Euclidean algorithm and GL2(Z)

Question

How can I use the Euclidean algorithm to prove the matrices $$ \begin{pmatrix} 1&1\\ 0&1\\ \end{pmatrix} \begin{pmatrix} 0&1\\ 1&0\\ \end{pmatrix} $$ are generating GL(2,Z)?

Answer 1

Denote the first matrix u, and the second v. You have, then that $ u^n= \left[ {\begin{array}{cc} 1 & n \\ 0 & 1\\ \end{array} } \right], n\in \mathbb{Z} $ and $v^{2n}=I_2$ (you can prove it by induction). You can also show that you can generate all the matrices of the form $\left[ {\begin{array}{cc} 0 & 1 \\ 1 & n\\ \end{array} } \right],\left[ {\begin{array}{cc} 1 & 0 \\ n & \pm1\\ \end{array} } \right]$.

Now, if we have a matrix in $\left[ {\begin{array}{cc} a & b \\ c & d\\ \end{array} } \right]\in GL_2(\mathbb{Z})$ , then write $a=q\cdot b +r$.

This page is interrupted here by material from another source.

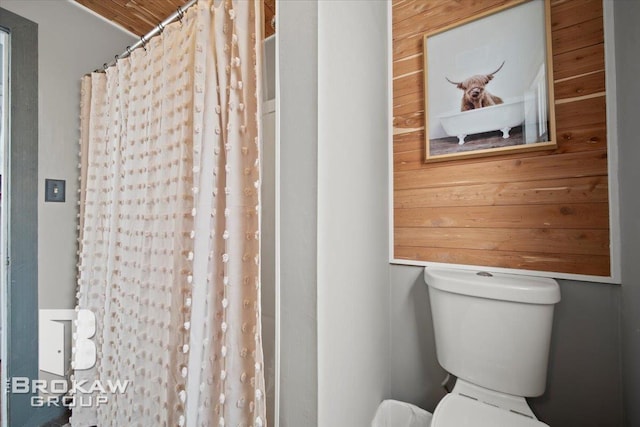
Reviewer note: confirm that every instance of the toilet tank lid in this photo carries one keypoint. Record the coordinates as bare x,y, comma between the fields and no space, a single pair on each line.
500,286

Now we can put: $$ \left[ {\begin{array}{cc} a & b \\ c & d\\ \end{array} } \right]\cdot \left[ {\begin{array}{cc} 0 & 1 \\ 1 & -r\\ \end{array} } \right]= \left[ {\begin{array}{cc} b & a-br \\ c' & d'\\ \end{array} } \right]=\left[ {\begin{array}{cc} b & r \\ c' & d'\\ \end{array} } \right] $$ Continue to multiply with the corresponding q. Eventually, you will get the matrix $ \left[ {\begin{array}{cc} gcd(a,b) & 0 \\ c'' & d''\\ \end{array} } \right] $ But as we know, $det\left[ {\begin{array}{cc} a & b \\ c & d\\ \end{array} } \right]=ad-bc=\pm1$. So we can write a linear combination of $a,b$ that is equal to 1, so $gcd(a,b)=1$. So the matrix we got is: $\left[ {\begin{array}{cc} 1 & 0 \\ c'' & d''\\ \end{array} } \right]$ and it's determinant is still $\pm 1$, so, $d''=\pm1$. But we showed that we can generate this matrix, so we finished.